13 secondes plus tard, l’attache saute. Le réservoir a sans doute lui-même été atteint. L’énorme Booster bascule alors (à 3.000 km/h !) autour de l’attache avant, la tête vient heurter le réservoir, tandis que sa jupe arrière vient percuter l’aile droite de la Navette qui normalement la surplombe. Au passage la flamme, qui sort de son flanc, brûle la paroi de la Navette.

Graphique de la navette spatiale Challenger avant l'explosion

L’inévitable se produit : le réservoir est percé, sans doute en deux endroits, l’oxygène et l’hydrogène se mêlant, et c’est l’explosion !!!

Celle-ci débute au niveau de l’attache avant, exactement 73 secondes et 226 millièmes après la mise à feu. La dernière donnée est transmise 308 millièmes de seconde plus tard.

Graphique de la navette spatiale Challenger lors de l'explosion

Les faiblesses de la NASA

En outre la Navette a une faiblesse : elle ne dispose pas d’ordinateurs puissants. Ses IBM sont d’excellentes machines, mais datent de la génération 1970. Chacun d’entre-eux traite moins d’un demi-million d’opérations par seconde, soit 300 à 1.000 fois moins que certains ordinateurs personnels de la moitié des années 1990 !!!

Voyons maintenant ce que nous ont appris les indiscrétions parus dans la presse et les audiences publiques de la commission Rogers. On peut en résumer l’essentiel en quelques points :

  • La NASA savait que les Boosters étaient le "talon d'Achille" des Navettes;
  • elle savait que la déficience d‘un seul joint serait fatale;
  • elle n’avait pris aucune disposition pour tenter de remédier au problème;
  • au contraire, pour augmenter la charge utile, elle avait allégé les Boosters tout en renforçant la puissance de leur moteur, au risque de les fragiliser encore davantage;
  • poussée par la concurrence de plus en plus vive et exercée par le lanceur européen ARIANE, elle avait accéléré le rythme d’inspection et de contrôle;
  • le 28 janvier, elle passe outre l’avis défavorable au lancement formulé tant par les ingénieur de la firme qui fabrique les Boosters que par les dirigeants de Rockwell, le principal constructeur de la Navette.

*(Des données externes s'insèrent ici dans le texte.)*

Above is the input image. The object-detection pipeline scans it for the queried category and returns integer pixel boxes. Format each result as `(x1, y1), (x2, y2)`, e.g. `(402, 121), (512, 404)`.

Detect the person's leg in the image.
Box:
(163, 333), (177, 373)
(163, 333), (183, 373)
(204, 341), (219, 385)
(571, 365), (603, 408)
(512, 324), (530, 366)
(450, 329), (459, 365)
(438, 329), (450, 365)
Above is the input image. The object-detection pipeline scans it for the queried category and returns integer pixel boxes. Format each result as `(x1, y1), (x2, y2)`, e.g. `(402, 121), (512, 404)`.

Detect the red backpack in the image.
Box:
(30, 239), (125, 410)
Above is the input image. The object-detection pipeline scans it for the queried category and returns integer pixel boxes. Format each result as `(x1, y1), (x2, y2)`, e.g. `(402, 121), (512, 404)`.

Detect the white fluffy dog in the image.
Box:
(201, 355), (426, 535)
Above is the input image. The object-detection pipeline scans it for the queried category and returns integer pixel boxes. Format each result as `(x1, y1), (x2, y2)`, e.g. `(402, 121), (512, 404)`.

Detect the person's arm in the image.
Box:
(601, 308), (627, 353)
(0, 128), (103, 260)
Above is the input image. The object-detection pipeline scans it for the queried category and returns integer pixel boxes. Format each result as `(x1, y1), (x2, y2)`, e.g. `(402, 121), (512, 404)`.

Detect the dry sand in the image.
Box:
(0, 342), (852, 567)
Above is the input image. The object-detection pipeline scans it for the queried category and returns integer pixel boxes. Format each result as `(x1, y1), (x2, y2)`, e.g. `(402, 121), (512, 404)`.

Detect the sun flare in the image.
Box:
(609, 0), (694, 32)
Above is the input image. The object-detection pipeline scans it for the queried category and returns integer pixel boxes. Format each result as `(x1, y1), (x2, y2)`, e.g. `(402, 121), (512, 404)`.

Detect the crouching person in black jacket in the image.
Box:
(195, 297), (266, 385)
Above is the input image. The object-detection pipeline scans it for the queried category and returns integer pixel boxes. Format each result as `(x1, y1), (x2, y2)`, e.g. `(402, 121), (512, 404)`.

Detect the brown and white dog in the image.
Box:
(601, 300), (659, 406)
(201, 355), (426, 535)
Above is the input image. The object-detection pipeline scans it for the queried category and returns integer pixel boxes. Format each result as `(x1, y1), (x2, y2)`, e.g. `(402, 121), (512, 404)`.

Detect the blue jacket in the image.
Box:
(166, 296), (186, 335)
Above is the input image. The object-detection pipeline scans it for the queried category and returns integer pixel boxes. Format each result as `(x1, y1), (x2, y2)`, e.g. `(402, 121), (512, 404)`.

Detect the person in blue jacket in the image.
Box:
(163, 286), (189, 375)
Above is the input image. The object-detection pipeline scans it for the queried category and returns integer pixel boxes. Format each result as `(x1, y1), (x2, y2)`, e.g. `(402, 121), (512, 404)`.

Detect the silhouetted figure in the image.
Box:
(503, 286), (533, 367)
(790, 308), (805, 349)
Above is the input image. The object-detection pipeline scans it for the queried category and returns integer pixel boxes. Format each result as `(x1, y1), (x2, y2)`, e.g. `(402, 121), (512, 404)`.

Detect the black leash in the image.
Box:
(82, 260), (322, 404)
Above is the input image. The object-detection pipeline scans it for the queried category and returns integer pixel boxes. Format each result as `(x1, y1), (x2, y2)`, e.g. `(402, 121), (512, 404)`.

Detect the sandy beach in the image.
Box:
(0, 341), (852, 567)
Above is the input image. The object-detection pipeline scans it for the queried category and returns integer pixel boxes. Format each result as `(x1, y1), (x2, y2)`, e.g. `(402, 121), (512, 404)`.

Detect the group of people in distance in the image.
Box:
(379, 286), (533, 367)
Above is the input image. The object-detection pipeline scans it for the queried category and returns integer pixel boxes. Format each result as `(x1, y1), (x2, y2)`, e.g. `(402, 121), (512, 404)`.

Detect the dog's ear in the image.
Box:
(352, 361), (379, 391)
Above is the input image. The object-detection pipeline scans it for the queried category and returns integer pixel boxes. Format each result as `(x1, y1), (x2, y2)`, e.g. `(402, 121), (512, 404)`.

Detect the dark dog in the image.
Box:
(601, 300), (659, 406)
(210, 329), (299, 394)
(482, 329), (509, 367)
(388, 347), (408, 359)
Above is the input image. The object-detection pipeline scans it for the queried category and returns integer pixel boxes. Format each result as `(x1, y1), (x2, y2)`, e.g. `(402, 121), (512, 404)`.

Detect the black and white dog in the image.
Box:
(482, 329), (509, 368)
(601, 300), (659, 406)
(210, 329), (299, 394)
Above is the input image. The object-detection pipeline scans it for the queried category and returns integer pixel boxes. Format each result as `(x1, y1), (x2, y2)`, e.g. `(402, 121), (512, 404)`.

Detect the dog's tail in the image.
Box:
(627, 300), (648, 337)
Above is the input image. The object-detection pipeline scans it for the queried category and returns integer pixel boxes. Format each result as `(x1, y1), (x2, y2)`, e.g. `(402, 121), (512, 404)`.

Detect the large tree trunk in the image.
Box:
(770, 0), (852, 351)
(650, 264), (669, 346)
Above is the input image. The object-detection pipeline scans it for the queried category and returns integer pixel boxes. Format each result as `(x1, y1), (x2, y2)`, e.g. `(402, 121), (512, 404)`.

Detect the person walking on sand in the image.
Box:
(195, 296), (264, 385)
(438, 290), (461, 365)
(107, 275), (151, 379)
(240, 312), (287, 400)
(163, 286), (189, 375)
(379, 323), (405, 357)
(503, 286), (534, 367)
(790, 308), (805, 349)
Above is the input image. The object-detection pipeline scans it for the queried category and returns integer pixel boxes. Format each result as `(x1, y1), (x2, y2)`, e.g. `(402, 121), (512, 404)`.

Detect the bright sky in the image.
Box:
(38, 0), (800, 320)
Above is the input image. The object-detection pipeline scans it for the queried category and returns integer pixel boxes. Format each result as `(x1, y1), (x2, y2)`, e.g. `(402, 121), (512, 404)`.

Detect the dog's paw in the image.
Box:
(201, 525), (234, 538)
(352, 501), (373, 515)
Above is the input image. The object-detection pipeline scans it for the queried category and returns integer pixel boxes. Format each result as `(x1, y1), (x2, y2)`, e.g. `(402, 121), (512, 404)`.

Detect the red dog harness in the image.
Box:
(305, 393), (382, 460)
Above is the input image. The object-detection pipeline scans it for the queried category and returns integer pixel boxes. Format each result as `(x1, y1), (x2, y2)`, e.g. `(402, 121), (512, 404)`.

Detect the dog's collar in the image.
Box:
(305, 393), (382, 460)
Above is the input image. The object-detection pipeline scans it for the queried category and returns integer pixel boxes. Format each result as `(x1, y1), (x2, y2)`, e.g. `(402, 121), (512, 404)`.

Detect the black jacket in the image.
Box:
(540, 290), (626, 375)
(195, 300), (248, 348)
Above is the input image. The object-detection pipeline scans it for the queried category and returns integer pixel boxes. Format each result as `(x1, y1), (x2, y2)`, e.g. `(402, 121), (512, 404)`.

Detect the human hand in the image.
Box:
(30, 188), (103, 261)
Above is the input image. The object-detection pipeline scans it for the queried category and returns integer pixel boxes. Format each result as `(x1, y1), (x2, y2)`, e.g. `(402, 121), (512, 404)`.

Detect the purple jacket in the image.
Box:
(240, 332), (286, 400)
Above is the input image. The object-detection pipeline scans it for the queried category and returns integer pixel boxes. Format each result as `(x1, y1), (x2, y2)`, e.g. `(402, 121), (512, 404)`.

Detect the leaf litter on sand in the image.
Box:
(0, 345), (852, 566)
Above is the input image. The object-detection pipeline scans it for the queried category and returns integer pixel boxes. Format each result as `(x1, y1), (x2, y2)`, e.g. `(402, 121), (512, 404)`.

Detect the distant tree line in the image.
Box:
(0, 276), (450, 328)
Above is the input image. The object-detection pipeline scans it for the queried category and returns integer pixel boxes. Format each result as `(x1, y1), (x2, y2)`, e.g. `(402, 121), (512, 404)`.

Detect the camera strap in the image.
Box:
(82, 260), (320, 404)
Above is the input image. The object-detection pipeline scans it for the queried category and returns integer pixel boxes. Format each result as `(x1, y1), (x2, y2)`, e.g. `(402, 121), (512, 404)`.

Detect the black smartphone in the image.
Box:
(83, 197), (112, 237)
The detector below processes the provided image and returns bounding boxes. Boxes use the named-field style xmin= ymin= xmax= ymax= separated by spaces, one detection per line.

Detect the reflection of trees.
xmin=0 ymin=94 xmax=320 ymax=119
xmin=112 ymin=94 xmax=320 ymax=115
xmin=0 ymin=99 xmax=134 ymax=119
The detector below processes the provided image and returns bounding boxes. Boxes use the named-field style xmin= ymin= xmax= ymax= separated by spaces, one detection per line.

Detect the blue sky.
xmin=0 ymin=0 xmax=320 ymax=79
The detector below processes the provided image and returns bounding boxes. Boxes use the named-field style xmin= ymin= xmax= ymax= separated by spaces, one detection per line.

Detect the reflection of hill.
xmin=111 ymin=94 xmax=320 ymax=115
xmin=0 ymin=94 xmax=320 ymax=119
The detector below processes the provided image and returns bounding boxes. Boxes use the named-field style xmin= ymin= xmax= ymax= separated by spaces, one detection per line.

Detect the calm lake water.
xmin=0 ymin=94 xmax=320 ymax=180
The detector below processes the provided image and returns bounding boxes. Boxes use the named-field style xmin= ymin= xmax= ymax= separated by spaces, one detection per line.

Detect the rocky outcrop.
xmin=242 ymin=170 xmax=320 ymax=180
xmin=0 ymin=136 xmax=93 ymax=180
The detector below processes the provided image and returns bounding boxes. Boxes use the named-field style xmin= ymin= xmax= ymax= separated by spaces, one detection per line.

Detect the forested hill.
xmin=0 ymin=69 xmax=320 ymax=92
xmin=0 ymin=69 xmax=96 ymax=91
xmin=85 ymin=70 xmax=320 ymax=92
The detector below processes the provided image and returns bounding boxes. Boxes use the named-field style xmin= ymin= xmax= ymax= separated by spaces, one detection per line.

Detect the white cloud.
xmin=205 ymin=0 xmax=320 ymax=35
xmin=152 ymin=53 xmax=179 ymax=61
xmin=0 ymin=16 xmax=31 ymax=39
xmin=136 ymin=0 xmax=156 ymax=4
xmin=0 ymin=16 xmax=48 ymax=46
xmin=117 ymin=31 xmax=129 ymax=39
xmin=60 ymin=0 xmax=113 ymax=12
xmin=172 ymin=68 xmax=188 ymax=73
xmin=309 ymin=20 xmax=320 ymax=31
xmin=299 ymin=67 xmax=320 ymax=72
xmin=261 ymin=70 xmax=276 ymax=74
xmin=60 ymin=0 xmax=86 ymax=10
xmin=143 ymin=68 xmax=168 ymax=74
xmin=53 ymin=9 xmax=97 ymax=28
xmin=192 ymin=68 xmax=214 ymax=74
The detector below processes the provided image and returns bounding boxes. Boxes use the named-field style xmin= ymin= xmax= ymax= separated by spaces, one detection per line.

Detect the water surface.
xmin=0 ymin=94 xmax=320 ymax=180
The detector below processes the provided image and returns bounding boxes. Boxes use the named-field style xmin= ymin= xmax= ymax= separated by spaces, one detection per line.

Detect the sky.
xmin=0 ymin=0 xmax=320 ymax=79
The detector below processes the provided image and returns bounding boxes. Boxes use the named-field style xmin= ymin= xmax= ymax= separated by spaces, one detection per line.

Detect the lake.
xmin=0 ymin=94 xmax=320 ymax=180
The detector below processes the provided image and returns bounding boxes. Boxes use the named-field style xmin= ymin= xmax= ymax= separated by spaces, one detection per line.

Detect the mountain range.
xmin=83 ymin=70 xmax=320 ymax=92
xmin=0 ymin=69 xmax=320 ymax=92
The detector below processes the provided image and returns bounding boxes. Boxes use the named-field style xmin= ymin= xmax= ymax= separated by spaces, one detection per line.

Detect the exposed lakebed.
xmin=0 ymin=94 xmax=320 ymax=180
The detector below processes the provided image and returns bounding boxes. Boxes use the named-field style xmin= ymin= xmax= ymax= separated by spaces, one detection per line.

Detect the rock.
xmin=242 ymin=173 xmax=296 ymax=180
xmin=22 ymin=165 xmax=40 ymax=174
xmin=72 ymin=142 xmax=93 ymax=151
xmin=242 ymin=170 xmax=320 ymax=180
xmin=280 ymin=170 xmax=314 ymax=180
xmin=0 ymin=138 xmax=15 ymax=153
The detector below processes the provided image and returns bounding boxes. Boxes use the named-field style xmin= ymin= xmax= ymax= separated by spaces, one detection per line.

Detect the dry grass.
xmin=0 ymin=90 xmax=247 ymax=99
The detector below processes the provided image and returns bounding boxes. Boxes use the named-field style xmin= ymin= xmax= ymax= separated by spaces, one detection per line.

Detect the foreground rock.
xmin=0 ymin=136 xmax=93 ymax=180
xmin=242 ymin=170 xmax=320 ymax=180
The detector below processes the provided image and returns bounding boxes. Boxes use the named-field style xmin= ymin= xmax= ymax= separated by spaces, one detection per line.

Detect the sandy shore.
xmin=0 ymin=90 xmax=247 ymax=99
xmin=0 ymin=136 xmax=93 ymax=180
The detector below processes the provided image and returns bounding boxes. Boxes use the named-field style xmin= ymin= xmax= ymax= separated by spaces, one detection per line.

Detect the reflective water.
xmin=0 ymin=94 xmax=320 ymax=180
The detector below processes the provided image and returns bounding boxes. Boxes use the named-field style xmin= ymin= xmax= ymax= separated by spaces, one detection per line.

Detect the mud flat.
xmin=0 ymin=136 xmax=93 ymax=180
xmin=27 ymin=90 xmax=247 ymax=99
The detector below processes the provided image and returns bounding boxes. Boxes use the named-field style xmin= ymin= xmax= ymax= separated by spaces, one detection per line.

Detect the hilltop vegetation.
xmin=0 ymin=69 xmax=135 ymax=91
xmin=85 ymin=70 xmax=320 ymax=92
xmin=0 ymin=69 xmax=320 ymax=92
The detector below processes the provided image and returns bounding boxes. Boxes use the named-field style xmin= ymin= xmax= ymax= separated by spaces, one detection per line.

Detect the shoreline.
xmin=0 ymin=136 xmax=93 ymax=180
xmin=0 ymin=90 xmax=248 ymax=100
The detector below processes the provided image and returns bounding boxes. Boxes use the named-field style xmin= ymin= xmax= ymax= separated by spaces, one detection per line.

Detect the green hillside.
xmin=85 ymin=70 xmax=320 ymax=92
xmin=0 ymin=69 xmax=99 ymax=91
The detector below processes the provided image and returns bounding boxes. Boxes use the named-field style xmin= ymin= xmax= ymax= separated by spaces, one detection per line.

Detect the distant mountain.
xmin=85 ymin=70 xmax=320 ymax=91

Les points obscurs de la navette

Dès le premier vol d’essai de la Navette, en avril 1981, la NASA s’inquiète des vibrations provoquées par la combustion des Boosters. Ces vibrations se font sentir jusqu’à l’intérieur de la cabine, où le commandant de bord (John Young) de l'époque déclare : "tout a un peu la tremblote ici !".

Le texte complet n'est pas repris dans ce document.